防幻觉skill - 行为层面的AI幻觉防护，不是告诉AI"不要编"，而是给它一套具体操作流程来避免编。适用于所有AI agent。
SKILL.md

---
name: anti-hallucination
version: 1.0.0
description: 防幻觉skill - 行为层面的AI幻觉防护，不是告诉AI"不要编"，而是给它一套具体操作流程来避免编。适用于所有AI agent。
description_en: Anti-hallucination skill - Behavioral AI hallucination prevention. Instead of telling AI "don't make things up", it provides a concrete operational workflow to avoid fabrication.
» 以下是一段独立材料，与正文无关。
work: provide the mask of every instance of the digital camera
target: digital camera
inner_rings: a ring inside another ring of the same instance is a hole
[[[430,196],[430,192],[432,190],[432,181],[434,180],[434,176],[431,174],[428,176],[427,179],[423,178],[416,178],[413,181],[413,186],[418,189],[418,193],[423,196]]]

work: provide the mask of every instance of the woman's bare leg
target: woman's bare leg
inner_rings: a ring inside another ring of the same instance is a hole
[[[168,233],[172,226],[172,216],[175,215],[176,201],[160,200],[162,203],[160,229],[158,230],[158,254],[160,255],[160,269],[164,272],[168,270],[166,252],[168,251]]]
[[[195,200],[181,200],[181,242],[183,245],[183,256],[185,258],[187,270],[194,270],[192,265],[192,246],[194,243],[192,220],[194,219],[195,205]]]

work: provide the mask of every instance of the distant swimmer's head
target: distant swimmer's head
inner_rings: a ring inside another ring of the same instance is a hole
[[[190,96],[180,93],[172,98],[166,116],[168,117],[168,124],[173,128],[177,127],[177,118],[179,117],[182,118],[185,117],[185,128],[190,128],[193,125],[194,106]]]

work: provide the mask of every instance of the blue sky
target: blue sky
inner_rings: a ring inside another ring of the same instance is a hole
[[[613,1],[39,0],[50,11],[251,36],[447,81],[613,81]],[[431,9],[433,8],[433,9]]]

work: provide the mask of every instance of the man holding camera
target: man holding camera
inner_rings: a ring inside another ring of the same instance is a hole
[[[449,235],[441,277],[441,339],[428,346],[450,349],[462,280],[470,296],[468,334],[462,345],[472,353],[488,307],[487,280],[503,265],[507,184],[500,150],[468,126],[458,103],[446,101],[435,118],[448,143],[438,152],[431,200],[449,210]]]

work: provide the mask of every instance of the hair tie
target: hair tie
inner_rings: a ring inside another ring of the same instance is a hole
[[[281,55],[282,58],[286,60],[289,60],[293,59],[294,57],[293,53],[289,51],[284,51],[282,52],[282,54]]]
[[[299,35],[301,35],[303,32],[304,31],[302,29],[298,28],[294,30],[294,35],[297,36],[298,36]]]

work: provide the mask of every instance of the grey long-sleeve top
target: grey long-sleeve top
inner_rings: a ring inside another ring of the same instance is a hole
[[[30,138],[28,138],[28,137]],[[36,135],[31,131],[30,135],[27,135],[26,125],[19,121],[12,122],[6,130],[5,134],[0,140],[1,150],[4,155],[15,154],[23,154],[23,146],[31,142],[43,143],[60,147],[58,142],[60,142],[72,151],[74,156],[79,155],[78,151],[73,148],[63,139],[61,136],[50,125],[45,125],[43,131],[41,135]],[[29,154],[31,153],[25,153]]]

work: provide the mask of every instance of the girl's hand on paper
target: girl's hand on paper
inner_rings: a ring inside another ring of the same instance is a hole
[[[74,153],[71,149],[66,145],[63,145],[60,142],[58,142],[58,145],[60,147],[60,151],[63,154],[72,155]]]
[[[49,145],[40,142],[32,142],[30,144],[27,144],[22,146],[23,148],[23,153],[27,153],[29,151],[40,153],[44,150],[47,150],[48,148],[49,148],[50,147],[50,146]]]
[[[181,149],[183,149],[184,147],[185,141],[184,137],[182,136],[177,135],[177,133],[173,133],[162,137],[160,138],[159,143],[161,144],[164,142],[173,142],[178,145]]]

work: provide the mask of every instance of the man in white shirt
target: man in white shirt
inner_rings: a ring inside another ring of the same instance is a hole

Works with all AI agents.
---

# Anti-Hallucination Skill

**核心卖点 / Core Value:** 行为层面的防幻觉，不是prompt约束，是操作流程。
Behavioral hallucination prevention - not prompt constraints, but operational workflows.

## 使用场景 / Use Cases

- 任何需要准确性的任务 / Any task requiring accuracy
- 涉及数字、日期、引用的输出 / Output involving numbers, dates, citations
- 代码编写和调试 / Code writing and debugging
- 数据分析和报告 / Data analysis and reports

## 核心机制 / Core Mechanisms

### 1. 事实核查钩子（自动触发）/ Fact-Check Hook (Auto-Trigger)

检测到以下内容时，自动触发验证：
When the following content is detected, automatically trigger verification:

```
触发词 → 执行动作 / Trigger → Action
─────────────────────────────────────
日期/时间 → 查系统时钟（date / datetime.now()）
Date/Time → Check system clock

数字/统计 → 从源文件读取，不猜不估
Numbers/Statistics → Read from source files, no guessing

函数名/API → 搜索确认存在（grep/websearch）
Function names/API → Search to confirm existence

文件路径 → ls / Test-Path 验证存在
File paths → ls / Test-Path to verify existence

论文/URL → 搜索确认可访问
Papers/URLs → Search to confirm accessibility
─────────────────────────────────────
```

### 2. 输出拦截器（交付前扫描）/ Output Interceptor (Pre-Delivery Scan)

扫描输出内容，检测：
Scan output content, detect:

```
检查项 → 处理方式 / Check → Handling
─────────────────────────────────────
"通常""应该""可能是" → 触发自检，要求提供依据
"generally""should""might" → Trigger self-check, require evidence

无来源数字 → 标记 [需验证]，要求标明出处
Numbers without source → Mark [Needs Verification], require source

无来源引用 → 标记 [需验证]，要求搜索确认
Citations without source → Mark [Needs Verification], require search confirmation

未执行代码 → 先跑一遍再输出
Unexecuted code → Run first, then output
─────────────────────────────────────
```

### 3. 跳步自纠机制 / Self-Correction Mechanism

AI自己发现错误不等用户追问：
AI discovers errors itself without waiting for user to ask:

```
检测到以下情况 → 主动修正 / Detection → Proactive Correction
─────────────────────────────────────
推理跳跃 → 拆成步骤，逐步验证
Reasoning gaps → Break into steps, verify each

前后矛盾 → 自己先修正，不等人发现
Contradictions → Self-correct first, don't wait

错误前提 → 直接指出，不顺着编
Wrong premises → Point out directly, don't go along
─────────────────────────────────────
```

### 4. 回读校验 / Read-Back Verification

写完文件必须读回来确认：
After writing files, must read back to confirm:

```
操作 → 校验 / Operation → Verification
─────────────────────────────────────
写文件 → 读回来确认内容正确
Write file → Read back to confirm content correct

写Excel → 回读校验数据
Write Excel → Read back to verify data

执行命令 → 检查输出是否符合预期
Execute command → Check output matches expectations
─────────────────────────────────────
```

## 操作流程 / Operational Workflow

### 事前预防 / Pre-Execution Prevention

1. 关键任务 Temperature 0-0.3 / Critical tasks Temperature 0-0.3
2. System prompt 注入防幻觉规则 / Inject anti-hallucination rules into system prompt
3. 能用结构化输出就用（JSON/表格/模板）/ Use structured output when possible (JSON/tables/templates)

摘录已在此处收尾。